Let's go one step further. Why send me a resume in English? Just be creative and use an elvish language. Or invent your own language. Don't just take a standard and try to use it to convey information.

Unless the role has a strong design component just use something simple and plain to present your skills and experience. Make it easy to understand what you can do for us. Thats the important part of the resume.

All those lists of skills and experiences are easily embellished.

Lists of dozens of programming languages, work experiences, and qualifications are a lot of noise that even the worst candidates can just add without any meaningful experience.

The document itself however tells a lot more about the person. It's impossible to fake, and the only truly objectively quantifiable metric of the whole resume.

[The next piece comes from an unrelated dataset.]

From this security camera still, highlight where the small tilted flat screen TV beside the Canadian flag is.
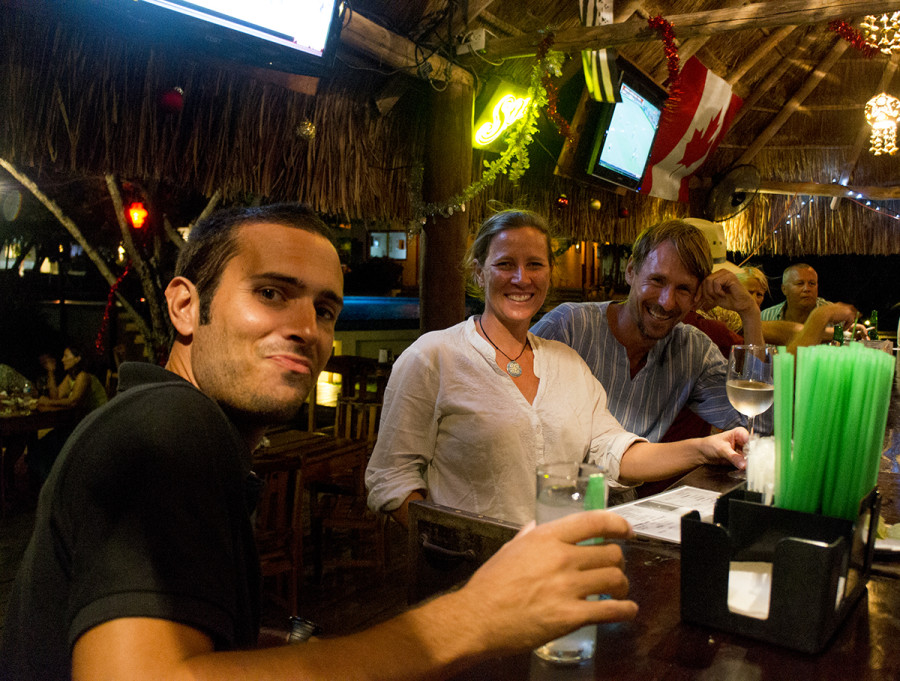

An applicant that has a deep interest in ConLangs and wants to show that off in their resume sounds super awesome and would definitely get my approval for a fully paid trial run.

Pretty cool, though a bit biased because was already doing something similar myself using YAML instead. It allows you to have your resume in one easy-to-work-with format and then export it to whatever format you want (be it pdf or web or even plain text).
Ultimately JSON is a subset of YAML, right?
That's true. YAML 1.2 specification made YAML a strict superset of JSON.
This has worked well for me. Having a big and diverse range of experiences in tech development and now applying for many different kinds of job this allows me to quickly make variations that emphasize some areas of experience and minimize or skip over skills and experiences that are not relevant to a particular job.
JSON standards for general-purpose data about real-world entities should really be based on JSON-LD and use meaningful properties as defined by well-known shared standards such as schema.org. Then there might actually be some chance for, say, a "JSON-LD resume format" to be useful for automated, programmatic analysis.
This is pretty dumb, why would anyone want to represent themselves the same way someone else does? What is this? A format for ants?
I love this. It makes editing so much easier because I can use VS Code as a schema-aware editor instead of having to deal with a word processor.

It also lets me use Git so I can keep track of changes. Plus, it allows me to personalize the visual style via CSS and HTML before I export it to PDF for submission.

A few commenters seem to think that JSON Resume is meant as a file format that one would submit to potential employers as-is. It’s not! It’s a source format, which scratches the itch of people like me who like semantic text-based formats.

If JSON Resume didn’t exist already, I’d have ended up building something similar myself.